The No. 1 ranked team in the country is now the University of Denver. The Pioneers have jumped out to a 4-0 record and, while their competition has not been elite, most teams haven’t even played four games, nevertheless won all four. Freshman goaltender Magnus Chrona (TBL) manned the net in all four wins, posting a .935 save percentage and 1.75 goals against average, getting off to a hot start. Ian Mitchell (CHI), Bobby Brink (PHI), and the rest of the Pioneers will face their first real test this coming weekend when they host Boston College.
Other standout performances from the first two weeks of the season came from a pair of intriguing undrafted prospects. Speedy senior forward Nate Sucese of No. 9 Penn State University is the NCAA’s scoring leader with seven points in just two games. In net, No. 2 Minnesota State University got a stellar performance from keeper Dryden McKay as he won his first two games while sporting a .975 save percentage.
Penn State may be losing Sucese at the end of this season, but they may already have a suitable replacement waiting in the wings. Small but skilled 16-year-old forward Colby Saganiuk announced that he has committed to play his college hockey for the Nittany Lions. A current member of the USNTDP’s U-17 team, Saganiuk is unlikely to arrive at State College, PA until at least 2021, but when he does he will make an instant impact. Already on the radar for the 2021 NHL Draft, Saganiuk scored at a point-per-game clip for the U-16 Pittsburgh Penguins Elite last year and will grow tremendously with the USNTDP.
Saganiuk’s teammate with the USNTDP and fellow top 2021 draft prospect Matthew Beniers has also planned his college career. Beniers will attend Harvard University and reportedly will enroll next year. While Beniers is just 16, the talented center has played exclusively with the U-18 team with the USNTDP so far this season and played in 20 games with the top team last year compared to 42 with the U-17 team. A mature player with a well-rounded game, Beniers will be one of the top players to watch in college hockey next season, likely as the top draft-eligible prospect playing in the NCAA.

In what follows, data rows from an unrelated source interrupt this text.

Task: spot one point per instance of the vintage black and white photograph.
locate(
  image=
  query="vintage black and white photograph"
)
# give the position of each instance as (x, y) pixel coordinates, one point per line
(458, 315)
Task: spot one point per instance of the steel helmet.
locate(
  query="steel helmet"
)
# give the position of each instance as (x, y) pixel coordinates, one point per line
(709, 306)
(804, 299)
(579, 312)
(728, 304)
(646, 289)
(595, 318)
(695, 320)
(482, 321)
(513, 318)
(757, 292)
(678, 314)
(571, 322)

Wisconsin forward Dylan Holloway and University of Connecticut defenseman Yan Kuznetsov may be the only current college players who will be drafted next June, but there are plenty of future NCAA players set to be selected. NHL Central Scouting released a preliminary watch list last week for the upcoming draft class which featured a number of USNTDP standouts headed for the college level. University of North Dakota commit Jake Sanderson led the way with an “A” rating, alongside Ty Smilanic, who has yet to decide on his college destination. One of these two is likely to follow Holloway as the top college-bound player selected this summer. Sanderson’s current teammate and fellow North Dakota prospect Tyler Kleven, University of Michigan commit Thomas Bordeleau, Boston College commit Eamon Powell, Boston University duo Luke Tuch and Dylan Peterson, and undecided Brock Faber all received “B” ratings and could push for first-round consideration. Ten other USNTDP players received “C” ratings. While this draft class may not be nearly as strong as last season’s historic group when it comes to Americans and NCAA prospects, many of these players will be high picks and future pros, after they take their talents to the college game.